Its probably not as easy but i know it has been done with NeuralHash
by nisegami on 1/11/23, 11:25 AM
Is this the person on /r/hardwareswap who's been looking for semi-functional, even IMEI banned, iPhones?
by the_arun on 1/11/23, 4:26 PM
Nice hack. But doesn't Google/(any public search engine) image search do this for us already?
by kevmo314 on 1/11/23, 8:54 AM
Could you expose your iPhone cluster as an OCR API? Seems like it would be competitive with the GCP API.
by francis-io on 1/11/23, 10:06 AM
Would be great if the images had a unique name so I could save them without having to rename them.
by mateuszbuda on 1/11/23, 8:21 AM
by 9dev on 1/11/23, 10:24 PM
This is the single bestest thing I have read in a long while. Absolute madness. Pure bliss.
by fuzzygroup on 1/11/23, 8:10 AM
This is utterly fantastic and you are to be commended for your Crazy Mad Scientist genius!
by julianeon on 1/11/23, 2:48 PM
This makes me wonder what other cool things I can do with an old iPhone.
by Tade0 on 1/11/23, 10:13 AM
I wonder how it fares against deep-fried "E" or Opossum memes?
by skizm on 1/11/23, 1:30 PM
Where did the original set of meme images, gifs, and videos come from?
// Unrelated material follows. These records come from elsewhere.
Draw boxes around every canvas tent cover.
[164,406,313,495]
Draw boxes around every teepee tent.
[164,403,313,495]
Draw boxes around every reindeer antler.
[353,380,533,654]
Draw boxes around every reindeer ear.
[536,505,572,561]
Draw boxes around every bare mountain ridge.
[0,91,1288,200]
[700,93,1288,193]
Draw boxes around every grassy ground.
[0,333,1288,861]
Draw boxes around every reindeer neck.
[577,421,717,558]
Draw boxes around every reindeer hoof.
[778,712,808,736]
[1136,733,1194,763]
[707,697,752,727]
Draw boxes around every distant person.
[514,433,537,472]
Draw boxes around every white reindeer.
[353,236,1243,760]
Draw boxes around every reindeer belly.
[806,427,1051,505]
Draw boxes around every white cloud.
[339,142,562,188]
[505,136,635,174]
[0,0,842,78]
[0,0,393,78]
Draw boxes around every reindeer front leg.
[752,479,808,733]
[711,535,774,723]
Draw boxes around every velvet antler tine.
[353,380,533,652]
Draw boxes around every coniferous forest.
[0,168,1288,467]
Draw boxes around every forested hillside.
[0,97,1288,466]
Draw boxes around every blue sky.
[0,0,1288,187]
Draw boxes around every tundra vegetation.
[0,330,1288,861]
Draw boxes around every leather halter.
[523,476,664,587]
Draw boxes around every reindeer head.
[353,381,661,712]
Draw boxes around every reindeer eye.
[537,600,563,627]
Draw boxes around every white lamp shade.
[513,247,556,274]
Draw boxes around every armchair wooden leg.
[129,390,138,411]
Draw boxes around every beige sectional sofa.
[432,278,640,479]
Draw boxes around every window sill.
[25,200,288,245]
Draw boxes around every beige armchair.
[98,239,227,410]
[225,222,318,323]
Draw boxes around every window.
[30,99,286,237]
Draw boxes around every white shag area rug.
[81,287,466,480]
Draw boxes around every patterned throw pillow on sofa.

by coayer on 1/11/23, 1:38 PM
I love the iPhone cluster so much!
by danbruder on 1/11/23, 6:30 PM
this is very clever. I wonder what other use cases could leverage this approach
by ariehkovler on 1/11/23, 7:27 PM
This is mad and I love it.
by geek_at on 1/11/23, 10:20 AM
really amazing! I love the solution and the project in general
by transitivebs on 1/11/23, 7:19 AM
My #1 recommendation for anyone thinking about the convoluted OCR solution: use a cheap OCR API and save yourself months of time / hassle / upkeep. Google's OCR API is a good place to start, but AWS has one too and dozens of others out there.